The synchronous reset has precedence over a set, and an asynchronous clear has precedence over a preset.

#### **Distributed SelectRAM+ Memory**

Each function generator (LUT) can implement a 16 x 1-bit synchronous RAM resource called a distributed SelectRAM+ element. SelectRAM+ elements are configurable within a CLB to implement the following:

- Single-Port 16 x 8-bit RAM
- Single-Port 32 x 4-bit RAM
- Single-Port 64 x 2-bit RAM
- Single-Port 128 x 1-bit RAM
- Dual-Port 16 x 4-bit RAM
- Dual-Port 32 x 2-bit RAM
- Dual-Port 64 x 1-bit RAM

Distributed SelectRAM+ memory modules are synchronous (write) resources.
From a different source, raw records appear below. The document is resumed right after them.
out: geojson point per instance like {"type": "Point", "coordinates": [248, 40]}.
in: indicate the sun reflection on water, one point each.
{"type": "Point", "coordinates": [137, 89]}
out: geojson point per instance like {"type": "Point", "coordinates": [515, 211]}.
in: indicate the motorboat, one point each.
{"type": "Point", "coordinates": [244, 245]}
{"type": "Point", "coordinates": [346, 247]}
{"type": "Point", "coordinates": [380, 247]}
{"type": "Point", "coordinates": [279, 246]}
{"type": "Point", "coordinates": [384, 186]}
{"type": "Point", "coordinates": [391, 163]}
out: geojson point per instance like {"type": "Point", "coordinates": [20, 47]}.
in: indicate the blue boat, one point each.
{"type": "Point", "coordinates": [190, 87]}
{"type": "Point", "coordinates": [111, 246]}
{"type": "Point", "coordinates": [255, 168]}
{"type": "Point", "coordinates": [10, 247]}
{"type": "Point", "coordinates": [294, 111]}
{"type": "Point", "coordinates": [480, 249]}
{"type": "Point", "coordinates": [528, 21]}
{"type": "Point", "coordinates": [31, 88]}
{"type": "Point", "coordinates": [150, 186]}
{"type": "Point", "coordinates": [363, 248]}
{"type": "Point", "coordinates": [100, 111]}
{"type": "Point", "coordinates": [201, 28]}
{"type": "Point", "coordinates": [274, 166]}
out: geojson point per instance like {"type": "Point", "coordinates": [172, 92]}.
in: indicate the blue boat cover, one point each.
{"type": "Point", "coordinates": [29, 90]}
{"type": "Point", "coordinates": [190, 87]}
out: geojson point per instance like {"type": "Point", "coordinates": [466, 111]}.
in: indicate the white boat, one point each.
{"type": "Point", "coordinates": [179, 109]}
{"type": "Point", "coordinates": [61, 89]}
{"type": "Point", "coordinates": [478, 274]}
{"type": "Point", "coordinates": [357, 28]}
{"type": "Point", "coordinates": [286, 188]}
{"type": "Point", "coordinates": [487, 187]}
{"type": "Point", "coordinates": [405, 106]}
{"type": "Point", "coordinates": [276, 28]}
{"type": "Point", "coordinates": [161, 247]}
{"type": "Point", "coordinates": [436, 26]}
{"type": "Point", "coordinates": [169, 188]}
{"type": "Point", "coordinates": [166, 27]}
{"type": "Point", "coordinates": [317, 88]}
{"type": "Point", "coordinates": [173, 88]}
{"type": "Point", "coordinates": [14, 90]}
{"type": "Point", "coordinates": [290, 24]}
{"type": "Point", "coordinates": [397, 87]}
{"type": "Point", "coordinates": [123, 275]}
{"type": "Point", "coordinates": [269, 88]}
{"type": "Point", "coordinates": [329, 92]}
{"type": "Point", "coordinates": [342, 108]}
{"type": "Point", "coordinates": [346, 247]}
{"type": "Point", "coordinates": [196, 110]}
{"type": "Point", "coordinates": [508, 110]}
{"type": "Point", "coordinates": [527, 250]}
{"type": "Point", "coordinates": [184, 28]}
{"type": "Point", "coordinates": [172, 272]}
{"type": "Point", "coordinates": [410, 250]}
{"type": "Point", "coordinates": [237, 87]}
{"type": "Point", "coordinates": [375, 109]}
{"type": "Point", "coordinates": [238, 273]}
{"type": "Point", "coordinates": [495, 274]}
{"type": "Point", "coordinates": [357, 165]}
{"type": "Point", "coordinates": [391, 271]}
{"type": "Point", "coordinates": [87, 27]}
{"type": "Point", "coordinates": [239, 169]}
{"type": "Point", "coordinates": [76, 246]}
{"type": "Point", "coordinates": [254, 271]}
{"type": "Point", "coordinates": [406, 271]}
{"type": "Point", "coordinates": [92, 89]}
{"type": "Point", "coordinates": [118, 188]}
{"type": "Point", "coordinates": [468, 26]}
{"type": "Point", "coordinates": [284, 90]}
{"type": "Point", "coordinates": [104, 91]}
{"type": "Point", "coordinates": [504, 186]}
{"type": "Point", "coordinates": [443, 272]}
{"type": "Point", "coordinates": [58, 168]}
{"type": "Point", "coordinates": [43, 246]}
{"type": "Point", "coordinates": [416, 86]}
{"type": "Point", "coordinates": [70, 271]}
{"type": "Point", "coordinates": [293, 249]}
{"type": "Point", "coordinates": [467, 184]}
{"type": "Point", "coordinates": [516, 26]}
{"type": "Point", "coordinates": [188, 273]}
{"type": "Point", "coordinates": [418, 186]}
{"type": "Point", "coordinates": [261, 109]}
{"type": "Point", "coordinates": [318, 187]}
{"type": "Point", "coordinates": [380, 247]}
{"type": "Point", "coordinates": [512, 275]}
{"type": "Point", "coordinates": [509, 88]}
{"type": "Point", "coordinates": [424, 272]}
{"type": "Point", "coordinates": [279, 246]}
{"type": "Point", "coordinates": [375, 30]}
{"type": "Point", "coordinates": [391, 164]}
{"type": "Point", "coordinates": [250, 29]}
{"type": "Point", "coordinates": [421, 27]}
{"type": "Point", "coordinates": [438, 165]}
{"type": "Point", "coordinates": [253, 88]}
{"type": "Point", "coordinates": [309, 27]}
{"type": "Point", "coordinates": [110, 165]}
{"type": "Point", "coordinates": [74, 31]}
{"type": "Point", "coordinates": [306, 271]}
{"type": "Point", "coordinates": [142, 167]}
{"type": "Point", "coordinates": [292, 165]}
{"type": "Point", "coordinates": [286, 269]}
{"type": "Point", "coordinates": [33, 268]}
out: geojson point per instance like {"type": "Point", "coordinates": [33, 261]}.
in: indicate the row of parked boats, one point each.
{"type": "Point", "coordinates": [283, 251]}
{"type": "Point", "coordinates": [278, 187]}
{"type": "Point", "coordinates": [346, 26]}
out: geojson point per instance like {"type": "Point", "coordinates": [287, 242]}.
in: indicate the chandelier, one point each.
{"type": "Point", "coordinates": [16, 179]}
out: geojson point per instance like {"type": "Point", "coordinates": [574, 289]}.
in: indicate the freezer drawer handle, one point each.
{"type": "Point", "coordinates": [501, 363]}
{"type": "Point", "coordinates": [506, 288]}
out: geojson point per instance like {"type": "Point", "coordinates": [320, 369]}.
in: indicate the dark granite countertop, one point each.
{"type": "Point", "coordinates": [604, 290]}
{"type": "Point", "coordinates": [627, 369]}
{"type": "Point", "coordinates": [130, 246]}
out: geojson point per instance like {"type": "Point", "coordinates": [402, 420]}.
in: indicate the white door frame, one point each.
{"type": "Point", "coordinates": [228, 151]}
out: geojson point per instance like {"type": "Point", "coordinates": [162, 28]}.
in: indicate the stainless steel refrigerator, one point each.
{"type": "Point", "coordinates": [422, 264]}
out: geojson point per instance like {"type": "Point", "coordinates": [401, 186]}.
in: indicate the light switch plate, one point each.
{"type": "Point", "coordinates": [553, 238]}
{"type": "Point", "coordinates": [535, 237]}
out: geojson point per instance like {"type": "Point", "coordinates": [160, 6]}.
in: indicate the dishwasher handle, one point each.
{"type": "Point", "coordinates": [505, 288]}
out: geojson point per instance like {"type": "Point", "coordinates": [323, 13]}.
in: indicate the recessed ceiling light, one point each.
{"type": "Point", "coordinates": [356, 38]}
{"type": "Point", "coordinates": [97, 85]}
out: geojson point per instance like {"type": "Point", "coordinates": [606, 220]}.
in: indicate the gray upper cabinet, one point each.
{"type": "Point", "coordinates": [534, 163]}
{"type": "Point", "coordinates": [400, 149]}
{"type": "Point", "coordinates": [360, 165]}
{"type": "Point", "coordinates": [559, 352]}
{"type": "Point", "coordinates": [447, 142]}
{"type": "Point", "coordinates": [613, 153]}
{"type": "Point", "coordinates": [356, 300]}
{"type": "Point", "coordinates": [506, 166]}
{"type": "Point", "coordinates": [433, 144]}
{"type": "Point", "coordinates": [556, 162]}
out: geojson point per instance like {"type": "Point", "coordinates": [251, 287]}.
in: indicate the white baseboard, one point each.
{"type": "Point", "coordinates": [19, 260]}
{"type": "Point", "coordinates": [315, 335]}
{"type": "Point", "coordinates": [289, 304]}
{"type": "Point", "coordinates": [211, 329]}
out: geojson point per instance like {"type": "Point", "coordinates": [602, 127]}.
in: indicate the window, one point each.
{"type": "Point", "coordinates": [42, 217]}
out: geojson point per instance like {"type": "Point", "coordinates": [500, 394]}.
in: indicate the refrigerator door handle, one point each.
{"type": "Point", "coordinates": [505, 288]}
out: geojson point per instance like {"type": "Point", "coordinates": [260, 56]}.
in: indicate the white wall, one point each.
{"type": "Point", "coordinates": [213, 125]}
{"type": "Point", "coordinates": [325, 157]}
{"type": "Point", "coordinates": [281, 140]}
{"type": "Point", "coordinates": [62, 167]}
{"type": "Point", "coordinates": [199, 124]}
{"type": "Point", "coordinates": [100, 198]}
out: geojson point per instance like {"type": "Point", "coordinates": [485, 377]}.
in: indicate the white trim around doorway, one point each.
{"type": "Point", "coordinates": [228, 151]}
The combinatorial read access time is extremely fast, while the synchronous write simplifies high-speed designs. A synchronous read can be implemented with a storage element in the same slice. The distributed SelectRAM+ memory and the storage element share the same clock input. A Write Enable (WE) input is active High, and is driven by the SR input.

Table 12 shows the number of LUTs (2 per slice) occupiedby each distributed SelectRAM+ configuration.

| RAM      | Number of LUTs |
|----------|----------------|
| 16 x 1S  | 1              |
| 16 x 1D  | 2              |
| 32 x 1S  | 2              |
| 32 x 1D  | 4              |
| 64 x 1S  | 4              |
| 64 x 1D  | 8              |
| 128 x 1S | 8              |

## Table 12: Distributed SelectRAM+ Configurations

#### Notes:

1. S = single-port configuration; D = dual-port configuration

For single-port configurations, distributed SelectRAM+ memory has one address port for synchronous writes and asynchronous reads.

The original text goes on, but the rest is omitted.